Ao nordeste do mar Egeu e parte do território da Grécia, localiza-se uma ilha de pouco mais de um quilômetro e meio de extensão chamada Ilha de Lesbos. Lá, segundo a mitologia grega, viveu uma poeta chamada Safo (no ano 6 A.C.), cujo trabalho centrou em temas como feminismo, sexo, sexualidade e gênero, escritos num tempo em que mesmo havendo o casamento formal, a homossexualidade era naturalizada entre as pessoas, mesmo dentro do casamento. Do nome Safo, autora de textos hoje muitas vezes censurados, origina-se a palavra em português “safada”, cujo significado dispensa explicações. Assim como a ilha de Lesbos derivou, em nossa língua, a palavra “lésbica”, que significa oriundo de Lesbos – esta ilha onde vivia uma poeta que escrevia sobre sexualidade feminina e onde mulheres se pegavam ao ar livre (grosso modo dizendo). Entre Safos e Lesbos, vem o pulsar no filme argentino ‘Caiam as Rosas Brancas!’, que estreia nos cinemas brasileiros a partir de hoje.

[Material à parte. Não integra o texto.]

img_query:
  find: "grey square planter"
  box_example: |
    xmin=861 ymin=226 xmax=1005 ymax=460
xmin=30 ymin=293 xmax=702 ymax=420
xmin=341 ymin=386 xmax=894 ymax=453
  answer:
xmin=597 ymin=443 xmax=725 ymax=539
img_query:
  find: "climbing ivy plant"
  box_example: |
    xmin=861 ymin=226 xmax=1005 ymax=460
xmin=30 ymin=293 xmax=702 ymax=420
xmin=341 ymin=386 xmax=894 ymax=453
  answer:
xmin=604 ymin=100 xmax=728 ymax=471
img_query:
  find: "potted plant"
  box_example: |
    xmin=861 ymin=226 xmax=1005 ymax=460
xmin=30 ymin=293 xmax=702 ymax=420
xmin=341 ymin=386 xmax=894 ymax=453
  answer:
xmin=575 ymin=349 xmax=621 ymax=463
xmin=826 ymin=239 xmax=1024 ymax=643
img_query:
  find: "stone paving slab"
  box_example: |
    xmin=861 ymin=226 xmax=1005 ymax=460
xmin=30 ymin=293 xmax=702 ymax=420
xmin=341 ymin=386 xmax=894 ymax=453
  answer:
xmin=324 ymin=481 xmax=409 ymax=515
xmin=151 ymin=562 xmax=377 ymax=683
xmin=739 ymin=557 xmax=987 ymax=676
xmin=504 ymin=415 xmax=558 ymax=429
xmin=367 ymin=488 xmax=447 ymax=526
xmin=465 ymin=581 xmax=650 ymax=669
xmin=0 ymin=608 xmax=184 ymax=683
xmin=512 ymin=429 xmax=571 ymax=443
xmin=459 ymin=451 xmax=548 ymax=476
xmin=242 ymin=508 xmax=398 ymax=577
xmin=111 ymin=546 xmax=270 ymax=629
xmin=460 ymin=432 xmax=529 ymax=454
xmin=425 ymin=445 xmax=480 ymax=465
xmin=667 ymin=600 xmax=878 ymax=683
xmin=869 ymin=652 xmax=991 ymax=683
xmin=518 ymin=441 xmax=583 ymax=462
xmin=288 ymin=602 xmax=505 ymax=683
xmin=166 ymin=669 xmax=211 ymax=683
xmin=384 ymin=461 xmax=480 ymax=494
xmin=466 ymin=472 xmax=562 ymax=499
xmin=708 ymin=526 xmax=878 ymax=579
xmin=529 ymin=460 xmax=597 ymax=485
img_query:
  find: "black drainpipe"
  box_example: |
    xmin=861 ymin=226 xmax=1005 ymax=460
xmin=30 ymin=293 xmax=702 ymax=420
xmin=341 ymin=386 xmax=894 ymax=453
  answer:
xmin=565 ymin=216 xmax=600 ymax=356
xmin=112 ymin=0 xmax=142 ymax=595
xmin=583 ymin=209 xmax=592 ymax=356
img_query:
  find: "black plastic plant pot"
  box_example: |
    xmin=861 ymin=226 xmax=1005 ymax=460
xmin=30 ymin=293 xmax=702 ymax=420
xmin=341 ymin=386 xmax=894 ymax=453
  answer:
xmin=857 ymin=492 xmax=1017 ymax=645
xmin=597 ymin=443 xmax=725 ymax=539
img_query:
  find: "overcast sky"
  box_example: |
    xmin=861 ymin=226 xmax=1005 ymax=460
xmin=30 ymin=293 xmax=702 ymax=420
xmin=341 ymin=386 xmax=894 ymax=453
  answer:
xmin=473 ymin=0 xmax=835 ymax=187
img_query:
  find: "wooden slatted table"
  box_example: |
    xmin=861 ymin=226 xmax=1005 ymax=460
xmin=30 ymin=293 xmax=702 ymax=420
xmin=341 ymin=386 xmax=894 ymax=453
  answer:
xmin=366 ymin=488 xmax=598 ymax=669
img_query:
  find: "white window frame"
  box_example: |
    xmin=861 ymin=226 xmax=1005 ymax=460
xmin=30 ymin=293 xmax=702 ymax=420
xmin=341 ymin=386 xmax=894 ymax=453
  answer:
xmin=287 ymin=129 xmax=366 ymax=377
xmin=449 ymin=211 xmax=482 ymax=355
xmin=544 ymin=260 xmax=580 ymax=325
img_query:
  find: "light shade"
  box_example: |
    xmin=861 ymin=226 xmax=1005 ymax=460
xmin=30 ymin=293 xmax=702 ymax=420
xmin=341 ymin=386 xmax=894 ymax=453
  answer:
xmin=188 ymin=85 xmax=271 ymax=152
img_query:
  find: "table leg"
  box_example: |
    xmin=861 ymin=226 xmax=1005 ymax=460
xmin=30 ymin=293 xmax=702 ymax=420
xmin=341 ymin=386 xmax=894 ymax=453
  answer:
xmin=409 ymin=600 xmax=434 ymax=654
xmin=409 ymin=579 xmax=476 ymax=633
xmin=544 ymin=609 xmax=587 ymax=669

Violeta (Carolina Alamino) é uma diretora de cinema frustrada. Durante as gravações, enquanto a equipe se esforça em atender seu insistente pedido por mais flores e seu elenco está literalmente preso nas alturas, Violeta tem uma crise de raiva e decide abandonar o set. Já em casa, rodeada de livros, ela tenta entender qual é o problema até que tem a ideia de ouvir uma espécie de chamado de uma amiga e foge com três amigas da indústria do cinema (Rocío Zuviría, Mijal Katzowicz e María Eugenia Marcet) para uma missão no interior da Argentina, encontrar um rapaz. Porém, o que era para ser uma road trip animada aos poucos se converte em um verdadeiro suplício e, de algum modo, o quarteto vai parar em São Paulo com uma proposta de trabalho dos sonhos.
Uma curiosidade em ‘Caiam as Rosas Brancas!’ é que a protagonista Violeta é também uma das roteiristas do longa (algo não muito comum). O texto é escrito por ela e Agustín Godoy e Albertina Carri, que também assina a direção do longa. Existem elementos da história que são anteriores ao tempo do longa, como um dado filme pornô lésbico que a protagonista teria realizado anteriormente e que funciona como um carma para ela, uma vez que, por causa do sucesso anterior, nada a satisfaz no momento. Porém, essas referências externas são tão frequentes ao longo do filme que faz a gente questionar por que simplesmente não entraram na filmagem, dado serem tão importantes no desenvolvimento da trama.
Há, sim, cenas de interesse lésbico, mas nada como num filme pornô nem nada explícito. Alguns beijos, uma cena de sadomasoquismo não concluído; toda a parte erótica fica mais na sedução do que na execução, ou seja, serem personagens lésbicas ou não não faz a menor diferença no enredo, salvo em um determinado momento em que o quarteto abandona uma cidade possivelmente motivado pelo ódio dos vizinhos (mas que fica subjetivo no longa).
Por fim, fica claro que a diretora Albertina Carri ( do aclamado ‘As Filhas do Fogo‘) traz um projeto de experimentação ao cinema. Tudo é teste: sabores, corpos, cores, luzes, histórias, caminhos, destinos. Tal como a vida da protagonista, ‘Caiam as Rosas Brancas!’ vai seguindo ao sabor do vento, sem direção, perdendo o que constrói no caminho e aleatoriamente pousando no Brasil, em São Paulo, onde a protagonista diz amar e desejar morar – mas, então, vamos parar numa ilha, que remete à Lesbos, se quisermos ler assim.
‘Caiam as Rosas Brancas!’ é extremamente experimental, trazendo potências individuais num projeto um tanto quanto subjetivo. É o cinema sáfico argentino chegando em terras brasileiras.